Adding them to the pool

I added the vdevs one at a time so I could verify after each. The -f flag forces the add if the drives had previous ZFS labels.

sudo zpool add -f swamp log mirror /dev/nvme0n1p1 /dev/nvme2n1p1
sudo zpool status swamp

sudo zpool add -f swamp cache /dev/nvme0n1p2 /dev/nvme2n1p2
sudo zpool status swamp

The SLOG is a log mirror because you would ideally want it redundant while it's alive, a single drive failure shouldn't degrade sync write performance. The L2ARC is just cache with no mirror since it's throwaway read data anyway.

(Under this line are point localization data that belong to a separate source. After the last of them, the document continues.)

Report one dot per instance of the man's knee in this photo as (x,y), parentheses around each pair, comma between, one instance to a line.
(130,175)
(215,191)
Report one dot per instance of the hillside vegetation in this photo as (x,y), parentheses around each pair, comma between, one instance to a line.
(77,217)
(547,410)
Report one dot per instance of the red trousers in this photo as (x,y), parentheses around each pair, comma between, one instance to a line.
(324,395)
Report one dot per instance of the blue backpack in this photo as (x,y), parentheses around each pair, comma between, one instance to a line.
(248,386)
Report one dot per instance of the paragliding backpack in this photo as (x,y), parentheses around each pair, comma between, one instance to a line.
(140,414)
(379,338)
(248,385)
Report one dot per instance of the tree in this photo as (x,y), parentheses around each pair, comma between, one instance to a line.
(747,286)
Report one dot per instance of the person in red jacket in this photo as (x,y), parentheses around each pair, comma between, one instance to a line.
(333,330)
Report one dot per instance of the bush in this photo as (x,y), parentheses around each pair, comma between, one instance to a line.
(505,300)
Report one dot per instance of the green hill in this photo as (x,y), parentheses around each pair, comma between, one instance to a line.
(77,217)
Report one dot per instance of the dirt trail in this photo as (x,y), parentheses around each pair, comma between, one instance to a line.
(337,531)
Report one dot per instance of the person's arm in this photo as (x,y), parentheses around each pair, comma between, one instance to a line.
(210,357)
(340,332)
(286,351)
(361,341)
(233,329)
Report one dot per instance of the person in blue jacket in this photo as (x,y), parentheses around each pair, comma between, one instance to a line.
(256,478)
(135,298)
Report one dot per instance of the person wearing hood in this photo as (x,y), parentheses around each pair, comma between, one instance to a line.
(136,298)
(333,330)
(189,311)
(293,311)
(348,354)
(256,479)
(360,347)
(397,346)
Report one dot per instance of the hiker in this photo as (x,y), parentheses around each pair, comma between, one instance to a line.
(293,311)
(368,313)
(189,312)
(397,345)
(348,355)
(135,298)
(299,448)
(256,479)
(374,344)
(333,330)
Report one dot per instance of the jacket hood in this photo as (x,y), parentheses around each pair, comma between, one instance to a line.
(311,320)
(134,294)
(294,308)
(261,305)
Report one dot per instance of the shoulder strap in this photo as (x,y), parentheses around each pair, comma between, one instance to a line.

After both adds, zpool status looked like this:

  pool: swamp
  ...
    raidz2-0        (5 drives)
    logs
      mirror-1      (nvme0n1p1 + nvme2n1p1)
    cache
      nvme0n1p2
      nvme2n1p2

NFS tuning

While testing NFS read/write speeds over 10G, I tried bumping the network buffer sizes and see if i got any improvements. I set them through midclt, TrueNAS Scale's middleware CLI:

sudo midclt call tunable.create \
  '{"var": "net.core.rmem_max", "value": "16777216", "type": "SYSCTL", "enabled": true}'

sudo midclt call tunable.create \
  '{"var": "net.core.wmem_max", "value": "16777216", "type": "SYSCTL", "enabled": true}'

sudo midclt call tunable.create \
  '{"var": "sunrpc.tcp_slot_table_entries", "value": "128", "type": "SYSCTL", "enabled": true}'

You can do the same thing in the GUI under System > Advanced > Sysctl. Either way they persist through reboots (I have been trying to use commands more often because they are easily reproduced in systems without say a terraform provider). The same rmem_max, wmem_max, and sunrpc.tcp_slot_table_entries values need to be set on the NFS clients too (the Proxmox nodes in my case). Both ends need the larger buffers.

If / when a drive dies

If one NVMe fails, the mirrored SLOG degrades but keeps working and the L2ARC just loses that cache device. The replacement process would look something like this:

sudo zpool replace swamp /dev/old_nvmeXn1p1 /dev/new_nvmeXn1p1

sudo zpool remove swamp /dev/old_nvmeXn1p2
sudo zpool add swamp cache /dev/new_nvmeXn1p2

ZFS resilvers the SLOG mirror in-place, for L2 ARC devices you remove and re-add them.